Although Peter modeled his capital after Venice and Amsterdam, following the latest theories of town planning, typically Russian influences eventually crept in. In the 19th century, many Russian-style buildings were erected featuring onion domes and other non-Western features. Most of these structures were destroyed during extensive reconstruction efforts in the 1930s, Kaganov said.

What Peter struggled to accomplish through royal decree now seems to be coming about spontaneously under the influence of globalization. St. Petersburg’s tercentennial celebrations are focused not just on Europe, but the world, with a particular emphasis on the commercial aspects of the event.

Julie Buckler, the Harris K. Weston Associate Professor of Slavic Languages and Literatures, said that in preparation for the tercentennial, the government of St. Petersburg has concentrated on attracting foreign investors. A government pamphlet, titled “How to Sell St. Petersburg Most Profitably” suggests that the city “must commodify its monumentality.”

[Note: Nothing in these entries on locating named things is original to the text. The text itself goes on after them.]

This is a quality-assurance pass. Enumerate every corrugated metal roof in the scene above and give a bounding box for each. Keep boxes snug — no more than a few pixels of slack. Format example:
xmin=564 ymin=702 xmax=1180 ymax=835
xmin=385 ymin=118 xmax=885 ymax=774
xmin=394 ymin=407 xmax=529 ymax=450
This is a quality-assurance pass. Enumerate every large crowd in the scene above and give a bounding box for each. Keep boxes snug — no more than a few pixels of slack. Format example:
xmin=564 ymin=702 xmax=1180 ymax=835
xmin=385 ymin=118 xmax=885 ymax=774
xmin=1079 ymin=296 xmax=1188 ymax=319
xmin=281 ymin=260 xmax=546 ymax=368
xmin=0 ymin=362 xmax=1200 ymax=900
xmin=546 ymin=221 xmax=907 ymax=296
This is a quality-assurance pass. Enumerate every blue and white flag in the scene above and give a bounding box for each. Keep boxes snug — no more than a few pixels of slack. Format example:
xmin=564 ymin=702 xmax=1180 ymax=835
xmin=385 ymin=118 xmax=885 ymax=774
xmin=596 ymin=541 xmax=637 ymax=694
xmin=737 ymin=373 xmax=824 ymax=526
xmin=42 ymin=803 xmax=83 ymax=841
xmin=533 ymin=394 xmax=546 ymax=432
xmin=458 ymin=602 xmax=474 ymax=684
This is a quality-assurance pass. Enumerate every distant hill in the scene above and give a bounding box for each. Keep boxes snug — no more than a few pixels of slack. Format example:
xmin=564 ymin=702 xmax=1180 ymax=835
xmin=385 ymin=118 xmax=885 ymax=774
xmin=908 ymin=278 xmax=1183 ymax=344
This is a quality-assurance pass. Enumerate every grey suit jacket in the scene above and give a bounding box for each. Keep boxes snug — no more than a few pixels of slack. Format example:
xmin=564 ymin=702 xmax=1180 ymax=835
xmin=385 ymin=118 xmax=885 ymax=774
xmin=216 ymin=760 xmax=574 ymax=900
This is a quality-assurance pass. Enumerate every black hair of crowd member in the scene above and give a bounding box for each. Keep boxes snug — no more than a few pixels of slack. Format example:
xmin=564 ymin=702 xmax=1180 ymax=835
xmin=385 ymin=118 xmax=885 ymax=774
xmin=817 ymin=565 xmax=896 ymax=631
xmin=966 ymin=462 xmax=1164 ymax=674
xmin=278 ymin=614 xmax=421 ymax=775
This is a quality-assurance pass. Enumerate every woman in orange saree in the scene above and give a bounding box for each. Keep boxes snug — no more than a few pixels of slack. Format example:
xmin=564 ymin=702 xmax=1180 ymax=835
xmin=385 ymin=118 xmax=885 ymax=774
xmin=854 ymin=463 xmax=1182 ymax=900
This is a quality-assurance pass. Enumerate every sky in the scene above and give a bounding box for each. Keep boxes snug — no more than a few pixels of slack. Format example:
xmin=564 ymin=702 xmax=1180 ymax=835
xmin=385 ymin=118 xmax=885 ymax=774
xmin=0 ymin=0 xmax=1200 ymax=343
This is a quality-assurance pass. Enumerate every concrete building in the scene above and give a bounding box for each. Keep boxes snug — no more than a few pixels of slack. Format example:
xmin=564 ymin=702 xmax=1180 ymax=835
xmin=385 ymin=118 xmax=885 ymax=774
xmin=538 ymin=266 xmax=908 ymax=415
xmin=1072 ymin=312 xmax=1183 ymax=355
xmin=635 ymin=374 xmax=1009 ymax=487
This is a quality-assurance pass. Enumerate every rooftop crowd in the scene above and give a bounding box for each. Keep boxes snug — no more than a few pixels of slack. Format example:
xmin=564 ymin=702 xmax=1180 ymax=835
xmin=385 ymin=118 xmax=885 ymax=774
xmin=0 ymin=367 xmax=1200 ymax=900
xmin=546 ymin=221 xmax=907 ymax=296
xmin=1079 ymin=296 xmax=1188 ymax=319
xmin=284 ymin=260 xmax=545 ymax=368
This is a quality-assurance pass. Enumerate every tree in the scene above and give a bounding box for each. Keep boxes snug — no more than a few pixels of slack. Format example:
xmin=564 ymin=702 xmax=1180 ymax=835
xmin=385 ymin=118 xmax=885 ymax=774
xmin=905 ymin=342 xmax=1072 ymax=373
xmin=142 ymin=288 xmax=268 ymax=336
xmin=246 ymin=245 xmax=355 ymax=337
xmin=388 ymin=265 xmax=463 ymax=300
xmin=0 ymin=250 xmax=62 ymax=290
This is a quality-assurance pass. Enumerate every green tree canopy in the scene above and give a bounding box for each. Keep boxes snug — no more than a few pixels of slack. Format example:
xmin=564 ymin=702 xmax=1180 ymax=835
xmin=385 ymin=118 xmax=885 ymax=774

Among the efforts that have been made along these lines is a CD-ROM that allows the viewer to tour Nevsky Prospekt, the city’s principal thoroughfare, utilizing 500 drawings and engraving along with an accompanying hypertext available in multiple languages.

Other projected events include the premier of a musical based on Tolstoy’s “Anna Karenina” and the naming of a minor planet “St. Petersburg 300.”

But despite these efforts at commercialization, St. Petersburg still retains its unique character, a point driven home by Lev Lurie, vice editor in chief of Kalendar, a weekly review of cultural life in St. Petersburg.

In his talk, titled “Ten Ways in Which St. Petersburg Is Different From Any Other Big City,” Lurie pointed out that it is the world’s northernmost large metropolis, that it was built on an island landscape that only came into being in the 15th century, that it has undergone enormous fluctuations in population during its three centuries of existence, that it has been renamed more times than any other city (St. Petersburg, Petrograd, Leningrad, and now St. Petersburg again).

Finally, Lurie reported sadly, “It is the only big city in Europe without an elephant.”